On the morning ride I cycled over a leek that was lying on the road.
After work I rode into town for necessary beer. Then a long, peaceful ride home in the dark, warming up quickly inside very cold air.
No morning ride, as I worked at home today, but I did a lunchtime errands ride. Town was chaotic, full of roadworks and sirens and detours. On Victoria St a man waved his arms inside his van. Further up – the spectre of none other than the Countdown truck. A relief to get away from the traffic, into the hills towards home.
A beautiful morning ride – sky as smooth as the shell of a hardboiled egg. I had forgotten my sunglasses and the low winter sun was stabby in the eyes.
Rode home at night after the gym. I like to go into a Friday night slowly – slither out from under the saddlebags of work and roll into the weekend. The ride started out fine enough. Then something changed.
I had a close pass on Glasgow, and a mood came over me quickly. It was a dark fury. A smouldering, horrible black rage in my heart and stomach. The rage went right down into my legs and arms. I could have torn my bike apart with my hands and thrown the pieces up into the powerlines. I could have ripped the saddle off with my teeth and then eaten it.
It was as if I'd inhaled something poisonous – a tiny bug that had turned into a monster in the lungs. The rage was a rage about cars but it was also a rage about everything and a rage at myself. It was deep and fast-moving and all-seeing. It was like the chaos at the centre of a pile-up of cyclists and it was also the coach tearing his hair out inside a speeding car and it was also the drone zooming overhead.
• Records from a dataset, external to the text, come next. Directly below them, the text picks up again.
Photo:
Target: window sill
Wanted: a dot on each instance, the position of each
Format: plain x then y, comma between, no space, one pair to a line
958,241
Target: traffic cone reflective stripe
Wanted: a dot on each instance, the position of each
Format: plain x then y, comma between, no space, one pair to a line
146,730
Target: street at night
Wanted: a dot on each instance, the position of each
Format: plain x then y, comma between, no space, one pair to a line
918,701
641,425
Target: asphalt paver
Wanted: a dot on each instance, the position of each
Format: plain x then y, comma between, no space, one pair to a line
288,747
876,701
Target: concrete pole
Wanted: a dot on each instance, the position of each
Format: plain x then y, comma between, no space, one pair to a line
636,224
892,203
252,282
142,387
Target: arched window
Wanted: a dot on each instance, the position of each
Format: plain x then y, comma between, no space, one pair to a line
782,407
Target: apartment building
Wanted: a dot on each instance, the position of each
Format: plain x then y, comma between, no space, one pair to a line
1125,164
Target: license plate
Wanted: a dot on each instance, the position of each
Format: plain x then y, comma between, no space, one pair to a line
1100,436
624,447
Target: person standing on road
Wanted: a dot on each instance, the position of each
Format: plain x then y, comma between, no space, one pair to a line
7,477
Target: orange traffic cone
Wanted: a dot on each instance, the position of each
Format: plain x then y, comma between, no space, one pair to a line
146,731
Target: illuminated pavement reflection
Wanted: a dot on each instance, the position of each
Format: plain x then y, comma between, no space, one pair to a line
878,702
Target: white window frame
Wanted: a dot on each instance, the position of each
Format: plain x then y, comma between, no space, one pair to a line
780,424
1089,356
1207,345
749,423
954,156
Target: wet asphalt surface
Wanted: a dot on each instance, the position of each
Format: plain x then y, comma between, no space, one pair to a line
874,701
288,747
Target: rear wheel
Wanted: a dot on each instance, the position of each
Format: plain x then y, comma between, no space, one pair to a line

At the bottom of Highbury Rd my front light went out. I used the torch on my phone to light my way, clutching it over the top of the handlebars. Highbury can feel scary at night. The occasional streetlight isn't enough. Two mountain bikers without lights came hurtling down the hill, yelling at each other in the dark. I gave them a withering glare that they wouldn't see.
Often a bad mood gets burnt out by a decent climb, and only a few scraps and tendrils remain by the end, but this one only gathered in force and speed and bitterness, and I couldn't see what was at the true centre of it. Maybe the rage was my Pogačar – 'If you're gonna try to get rid of me, I'm gonna rip your legs off!' – and I could either attack it or save myself and let it go by.
I tried to let it go by, and ended the cycling week in a totally undignified position – lying on the floor, seething, furiously drinking a beer.